Sarkozy and Stiglitz say we should measure well-being instead of GDP. Bhutan shows how it can all go

Who could be against defining a nation's success by its level of happiness? Much more feel-good than grubby old GDP, especially in times when there's less of the P to go around. This is what President Sarkozy of France is now urging, after taking delivery of a report by two Nobel Prize-winning economists, Joseph Stiglitz and Amartya Sen.

But the auguries are not good. The country that famously already runs on these lines, Bhutan, is far from happy. In fact, as this report in the Independent shows, it has recently been suffering a spate of suicides.

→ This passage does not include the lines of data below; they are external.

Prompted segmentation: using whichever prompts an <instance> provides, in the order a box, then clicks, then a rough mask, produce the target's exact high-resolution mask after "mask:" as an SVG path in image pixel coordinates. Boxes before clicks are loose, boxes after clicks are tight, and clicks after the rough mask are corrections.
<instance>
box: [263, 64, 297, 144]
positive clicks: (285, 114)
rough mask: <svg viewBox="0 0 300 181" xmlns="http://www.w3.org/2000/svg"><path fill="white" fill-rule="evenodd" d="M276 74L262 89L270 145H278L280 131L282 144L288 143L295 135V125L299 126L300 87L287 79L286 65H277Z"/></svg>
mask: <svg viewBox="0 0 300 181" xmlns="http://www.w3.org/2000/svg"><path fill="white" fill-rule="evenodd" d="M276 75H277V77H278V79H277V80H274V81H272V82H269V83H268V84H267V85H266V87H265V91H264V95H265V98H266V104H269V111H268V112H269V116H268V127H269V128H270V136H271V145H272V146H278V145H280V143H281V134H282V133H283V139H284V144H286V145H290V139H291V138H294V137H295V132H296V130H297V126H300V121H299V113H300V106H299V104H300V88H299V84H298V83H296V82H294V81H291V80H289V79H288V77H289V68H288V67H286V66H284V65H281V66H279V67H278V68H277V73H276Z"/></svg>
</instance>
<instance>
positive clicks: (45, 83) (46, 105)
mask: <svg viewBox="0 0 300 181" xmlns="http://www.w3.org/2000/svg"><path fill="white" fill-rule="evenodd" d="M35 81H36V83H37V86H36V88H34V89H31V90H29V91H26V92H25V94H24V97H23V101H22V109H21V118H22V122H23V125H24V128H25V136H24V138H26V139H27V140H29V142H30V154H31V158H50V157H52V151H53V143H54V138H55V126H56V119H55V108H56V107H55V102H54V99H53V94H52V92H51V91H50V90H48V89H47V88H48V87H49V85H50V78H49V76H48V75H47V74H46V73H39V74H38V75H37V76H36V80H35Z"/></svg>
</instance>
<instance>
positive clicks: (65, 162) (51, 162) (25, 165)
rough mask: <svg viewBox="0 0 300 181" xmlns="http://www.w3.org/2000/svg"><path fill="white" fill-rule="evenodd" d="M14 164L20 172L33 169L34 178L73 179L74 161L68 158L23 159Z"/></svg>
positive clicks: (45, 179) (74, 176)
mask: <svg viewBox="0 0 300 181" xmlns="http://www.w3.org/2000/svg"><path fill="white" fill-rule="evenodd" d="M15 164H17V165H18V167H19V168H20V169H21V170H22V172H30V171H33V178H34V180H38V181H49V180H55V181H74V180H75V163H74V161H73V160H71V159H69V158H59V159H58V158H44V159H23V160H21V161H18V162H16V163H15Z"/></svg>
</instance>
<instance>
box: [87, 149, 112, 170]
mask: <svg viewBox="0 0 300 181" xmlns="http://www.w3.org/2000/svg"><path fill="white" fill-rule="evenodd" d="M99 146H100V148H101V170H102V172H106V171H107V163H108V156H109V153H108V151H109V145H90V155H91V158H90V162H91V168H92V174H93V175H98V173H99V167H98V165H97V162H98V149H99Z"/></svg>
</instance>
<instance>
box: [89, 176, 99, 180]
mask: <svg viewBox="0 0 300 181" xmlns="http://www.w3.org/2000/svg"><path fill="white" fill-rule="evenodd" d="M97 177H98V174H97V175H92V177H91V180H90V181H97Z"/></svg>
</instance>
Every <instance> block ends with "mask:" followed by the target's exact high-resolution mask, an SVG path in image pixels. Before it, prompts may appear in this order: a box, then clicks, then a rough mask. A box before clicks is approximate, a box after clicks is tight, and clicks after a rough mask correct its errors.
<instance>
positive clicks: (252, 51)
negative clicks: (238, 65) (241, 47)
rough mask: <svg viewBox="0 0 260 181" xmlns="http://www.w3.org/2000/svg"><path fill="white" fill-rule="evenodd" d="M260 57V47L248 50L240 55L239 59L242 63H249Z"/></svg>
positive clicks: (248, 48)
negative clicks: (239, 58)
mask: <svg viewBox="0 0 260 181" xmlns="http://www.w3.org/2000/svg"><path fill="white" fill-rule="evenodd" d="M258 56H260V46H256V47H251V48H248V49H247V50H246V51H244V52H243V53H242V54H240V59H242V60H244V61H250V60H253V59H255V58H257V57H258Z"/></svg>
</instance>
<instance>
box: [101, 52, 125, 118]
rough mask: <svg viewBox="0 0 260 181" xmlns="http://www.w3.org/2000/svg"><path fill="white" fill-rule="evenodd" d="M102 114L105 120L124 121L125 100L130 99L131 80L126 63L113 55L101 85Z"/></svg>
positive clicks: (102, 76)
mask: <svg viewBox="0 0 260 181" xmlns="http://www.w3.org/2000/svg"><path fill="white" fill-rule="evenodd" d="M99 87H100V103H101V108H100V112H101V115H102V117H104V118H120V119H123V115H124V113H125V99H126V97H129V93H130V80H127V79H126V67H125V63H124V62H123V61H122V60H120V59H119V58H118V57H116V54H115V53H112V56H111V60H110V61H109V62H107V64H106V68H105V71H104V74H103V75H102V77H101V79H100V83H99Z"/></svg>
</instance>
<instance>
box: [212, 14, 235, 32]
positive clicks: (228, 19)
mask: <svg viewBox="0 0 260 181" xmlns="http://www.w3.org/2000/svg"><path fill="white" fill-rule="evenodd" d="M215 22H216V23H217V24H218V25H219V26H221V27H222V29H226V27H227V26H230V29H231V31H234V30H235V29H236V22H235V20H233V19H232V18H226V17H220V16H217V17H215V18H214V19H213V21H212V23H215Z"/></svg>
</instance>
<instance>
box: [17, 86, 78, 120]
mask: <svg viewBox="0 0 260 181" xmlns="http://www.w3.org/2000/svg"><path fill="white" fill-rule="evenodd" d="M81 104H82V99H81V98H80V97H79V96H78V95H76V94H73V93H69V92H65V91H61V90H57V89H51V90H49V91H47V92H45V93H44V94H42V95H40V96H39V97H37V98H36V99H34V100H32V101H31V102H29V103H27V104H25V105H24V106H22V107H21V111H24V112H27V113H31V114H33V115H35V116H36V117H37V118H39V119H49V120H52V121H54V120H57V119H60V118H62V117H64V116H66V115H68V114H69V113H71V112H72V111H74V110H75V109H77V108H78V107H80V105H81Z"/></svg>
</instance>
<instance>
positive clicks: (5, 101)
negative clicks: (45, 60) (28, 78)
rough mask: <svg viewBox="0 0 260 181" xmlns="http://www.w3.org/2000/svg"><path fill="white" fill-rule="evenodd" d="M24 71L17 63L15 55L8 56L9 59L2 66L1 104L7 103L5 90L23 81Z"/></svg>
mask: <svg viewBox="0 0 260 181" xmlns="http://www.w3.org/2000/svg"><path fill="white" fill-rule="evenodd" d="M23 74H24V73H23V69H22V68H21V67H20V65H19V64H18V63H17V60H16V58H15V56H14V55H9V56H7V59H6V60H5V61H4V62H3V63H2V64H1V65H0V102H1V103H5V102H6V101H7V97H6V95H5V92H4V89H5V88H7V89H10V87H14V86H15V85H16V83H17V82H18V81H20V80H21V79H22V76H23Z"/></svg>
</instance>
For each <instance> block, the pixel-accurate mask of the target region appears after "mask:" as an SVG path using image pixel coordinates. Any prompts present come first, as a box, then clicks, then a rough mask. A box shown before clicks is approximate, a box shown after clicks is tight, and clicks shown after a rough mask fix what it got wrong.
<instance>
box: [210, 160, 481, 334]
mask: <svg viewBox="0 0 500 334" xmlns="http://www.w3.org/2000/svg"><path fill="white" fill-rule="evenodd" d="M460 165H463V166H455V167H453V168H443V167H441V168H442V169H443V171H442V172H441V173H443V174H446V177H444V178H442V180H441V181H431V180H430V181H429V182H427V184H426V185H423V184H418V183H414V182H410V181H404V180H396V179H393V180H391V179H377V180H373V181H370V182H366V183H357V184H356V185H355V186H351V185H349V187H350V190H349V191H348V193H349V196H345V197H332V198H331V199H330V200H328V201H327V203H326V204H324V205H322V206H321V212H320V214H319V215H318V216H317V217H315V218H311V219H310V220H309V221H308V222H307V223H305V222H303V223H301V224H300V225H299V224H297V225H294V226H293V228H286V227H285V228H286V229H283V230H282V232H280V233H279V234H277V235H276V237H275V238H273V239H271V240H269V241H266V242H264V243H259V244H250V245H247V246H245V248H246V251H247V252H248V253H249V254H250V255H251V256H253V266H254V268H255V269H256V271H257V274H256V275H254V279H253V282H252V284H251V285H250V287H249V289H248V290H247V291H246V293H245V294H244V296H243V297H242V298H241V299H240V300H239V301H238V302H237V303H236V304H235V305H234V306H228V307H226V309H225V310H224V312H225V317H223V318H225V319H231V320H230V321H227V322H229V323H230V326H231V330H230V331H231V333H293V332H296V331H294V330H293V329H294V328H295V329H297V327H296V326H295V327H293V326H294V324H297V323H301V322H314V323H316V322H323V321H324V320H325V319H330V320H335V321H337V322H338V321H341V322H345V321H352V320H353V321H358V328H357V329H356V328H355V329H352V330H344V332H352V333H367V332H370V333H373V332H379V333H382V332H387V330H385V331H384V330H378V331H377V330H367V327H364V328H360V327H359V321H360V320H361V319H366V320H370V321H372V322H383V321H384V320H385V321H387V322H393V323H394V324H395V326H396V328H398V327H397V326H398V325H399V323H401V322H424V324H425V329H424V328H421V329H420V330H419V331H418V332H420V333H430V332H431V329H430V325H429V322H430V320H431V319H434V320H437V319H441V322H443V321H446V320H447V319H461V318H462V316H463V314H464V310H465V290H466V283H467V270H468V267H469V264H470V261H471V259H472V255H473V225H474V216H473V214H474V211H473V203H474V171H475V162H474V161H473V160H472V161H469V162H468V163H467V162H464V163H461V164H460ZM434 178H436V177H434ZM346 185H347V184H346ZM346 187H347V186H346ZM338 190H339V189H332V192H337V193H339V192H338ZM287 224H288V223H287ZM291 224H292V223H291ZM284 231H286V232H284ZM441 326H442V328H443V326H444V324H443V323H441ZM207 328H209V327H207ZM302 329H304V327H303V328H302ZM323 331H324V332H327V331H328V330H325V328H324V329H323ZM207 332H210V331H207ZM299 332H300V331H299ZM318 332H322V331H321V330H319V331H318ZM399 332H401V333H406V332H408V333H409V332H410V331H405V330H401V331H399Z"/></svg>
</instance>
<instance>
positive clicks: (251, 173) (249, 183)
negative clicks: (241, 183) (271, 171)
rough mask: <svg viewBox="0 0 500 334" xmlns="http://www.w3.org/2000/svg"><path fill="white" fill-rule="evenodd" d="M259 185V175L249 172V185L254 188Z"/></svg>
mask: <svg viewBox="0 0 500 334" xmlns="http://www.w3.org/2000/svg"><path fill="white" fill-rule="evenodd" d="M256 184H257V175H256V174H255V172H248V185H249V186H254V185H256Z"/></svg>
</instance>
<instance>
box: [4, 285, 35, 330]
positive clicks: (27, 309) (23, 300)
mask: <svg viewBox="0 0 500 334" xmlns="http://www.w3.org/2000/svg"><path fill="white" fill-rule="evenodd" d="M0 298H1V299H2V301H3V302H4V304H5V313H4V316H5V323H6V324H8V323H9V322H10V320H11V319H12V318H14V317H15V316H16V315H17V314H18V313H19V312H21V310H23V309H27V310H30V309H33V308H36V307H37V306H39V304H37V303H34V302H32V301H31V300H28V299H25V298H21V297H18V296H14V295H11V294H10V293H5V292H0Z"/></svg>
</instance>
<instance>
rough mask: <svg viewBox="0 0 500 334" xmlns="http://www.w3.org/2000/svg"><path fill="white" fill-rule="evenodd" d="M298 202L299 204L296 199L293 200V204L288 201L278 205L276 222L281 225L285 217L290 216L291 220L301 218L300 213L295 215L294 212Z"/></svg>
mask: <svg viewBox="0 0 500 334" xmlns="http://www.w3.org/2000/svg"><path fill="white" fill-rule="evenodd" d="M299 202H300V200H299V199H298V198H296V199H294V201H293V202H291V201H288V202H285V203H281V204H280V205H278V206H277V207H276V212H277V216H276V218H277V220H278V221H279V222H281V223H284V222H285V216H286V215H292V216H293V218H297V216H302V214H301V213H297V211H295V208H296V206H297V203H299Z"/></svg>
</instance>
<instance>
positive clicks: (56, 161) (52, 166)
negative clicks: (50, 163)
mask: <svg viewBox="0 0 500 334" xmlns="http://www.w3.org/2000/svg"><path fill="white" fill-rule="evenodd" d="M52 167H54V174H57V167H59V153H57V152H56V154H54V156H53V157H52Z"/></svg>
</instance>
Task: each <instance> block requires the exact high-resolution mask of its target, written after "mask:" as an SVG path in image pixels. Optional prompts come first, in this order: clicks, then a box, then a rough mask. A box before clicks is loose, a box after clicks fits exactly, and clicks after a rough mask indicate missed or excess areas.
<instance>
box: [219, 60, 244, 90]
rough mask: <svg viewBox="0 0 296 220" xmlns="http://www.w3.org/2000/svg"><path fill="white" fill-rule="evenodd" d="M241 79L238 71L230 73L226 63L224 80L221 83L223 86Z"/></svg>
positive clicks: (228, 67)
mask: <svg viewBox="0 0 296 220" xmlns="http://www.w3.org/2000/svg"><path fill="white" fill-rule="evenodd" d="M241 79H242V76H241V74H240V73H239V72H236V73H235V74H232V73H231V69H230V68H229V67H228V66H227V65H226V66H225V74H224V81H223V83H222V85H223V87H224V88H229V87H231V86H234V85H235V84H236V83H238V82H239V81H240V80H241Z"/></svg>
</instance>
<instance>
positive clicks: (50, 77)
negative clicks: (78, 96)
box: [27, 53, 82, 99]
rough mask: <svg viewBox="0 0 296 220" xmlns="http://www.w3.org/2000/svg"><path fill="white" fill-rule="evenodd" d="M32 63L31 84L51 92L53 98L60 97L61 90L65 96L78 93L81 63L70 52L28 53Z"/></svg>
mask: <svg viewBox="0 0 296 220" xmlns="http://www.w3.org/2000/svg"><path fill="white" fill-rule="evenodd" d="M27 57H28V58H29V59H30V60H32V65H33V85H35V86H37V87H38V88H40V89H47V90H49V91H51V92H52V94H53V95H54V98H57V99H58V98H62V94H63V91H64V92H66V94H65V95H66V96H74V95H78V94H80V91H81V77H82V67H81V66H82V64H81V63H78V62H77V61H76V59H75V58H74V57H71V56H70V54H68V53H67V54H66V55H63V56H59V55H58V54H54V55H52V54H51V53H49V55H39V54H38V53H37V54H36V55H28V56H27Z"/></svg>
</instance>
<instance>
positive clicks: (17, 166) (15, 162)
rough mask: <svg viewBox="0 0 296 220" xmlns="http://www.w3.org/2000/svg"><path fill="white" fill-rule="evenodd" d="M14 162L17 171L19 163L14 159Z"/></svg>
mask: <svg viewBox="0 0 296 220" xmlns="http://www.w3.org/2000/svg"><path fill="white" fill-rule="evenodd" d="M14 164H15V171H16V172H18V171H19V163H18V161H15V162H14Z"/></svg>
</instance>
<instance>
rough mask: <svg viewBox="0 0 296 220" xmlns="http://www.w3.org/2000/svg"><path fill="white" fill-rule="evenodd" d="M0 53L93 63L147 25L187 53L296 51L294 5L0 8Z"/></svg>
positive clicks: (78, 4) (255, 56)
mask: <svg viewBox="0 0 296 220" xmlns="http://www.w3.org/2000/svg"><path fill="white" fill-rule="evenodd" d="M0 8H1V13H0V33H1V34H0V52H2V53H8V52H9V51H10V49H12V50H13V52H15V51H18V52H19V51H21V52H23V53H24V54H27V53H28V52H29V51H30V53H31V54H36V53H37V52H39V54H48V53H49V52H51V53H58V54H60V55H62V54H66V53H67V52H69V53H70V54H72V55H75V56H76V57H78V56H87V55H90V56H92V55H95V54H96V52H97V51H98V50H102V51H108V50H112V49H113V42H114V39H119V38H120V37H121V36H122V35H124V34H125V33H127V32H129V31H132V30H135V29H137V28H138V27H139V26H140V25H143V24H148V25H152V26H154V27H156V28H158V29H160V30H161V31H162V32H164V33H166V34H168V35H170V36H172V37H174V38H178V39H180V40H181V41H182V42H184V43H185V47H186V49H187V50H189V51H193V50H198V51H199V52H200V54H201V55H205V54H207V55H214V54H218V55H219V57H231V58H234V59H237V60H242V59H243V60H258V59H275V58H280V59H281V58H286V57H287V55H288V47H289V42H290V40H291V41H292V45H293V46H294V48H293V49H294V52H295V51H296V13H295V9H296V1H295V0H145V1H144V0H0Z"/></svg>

The more obvious objection, however, is just how woolly Gross National Happiness is as a measure. Who decides what counts as happiness, and what happens when one person's pleasure causes another's pain? This applies in numerous ways to religion. Just the other night I was watching Sepet, a film by the much-missed Malaysian film director Yasmin Ahmad, in which Orked, the Malay female lead, meets her Chinese boyfriend in a cafe. As she passes the chef chopping up crispy pork, poor Orked looks as if she's been stung by a wasp. She's a Muslim, he's Taoist. An essential pleasure for him is anathema to her. More generally, any kind of felicific calculus, as Jeremy Bentham titled his formula for quantifying pain and pleasure, is going to have problems recognising the value of actions and experiences relating to religion or, for that matter, attacks on religion.

Much as utilitarianism appeals, I've found it difficult to take these attempts to weave it into governmental programmes seriously since going to a talk that our own "happiness tsar", Richard Layard, gave at the Palace of Westminster. When I raised the question of how elitism and higher pleasures fitted in with his theories, he gave me a very cold look. Enough said. Any attempt to enliven the "dismal science", as Carlyle called economics, is to be welcomed. But discussions of happiness all too often start off vague and swiftly head towards vacuity.

Let's see how much we hear about Sarkozy's grand new plan a few months down the line.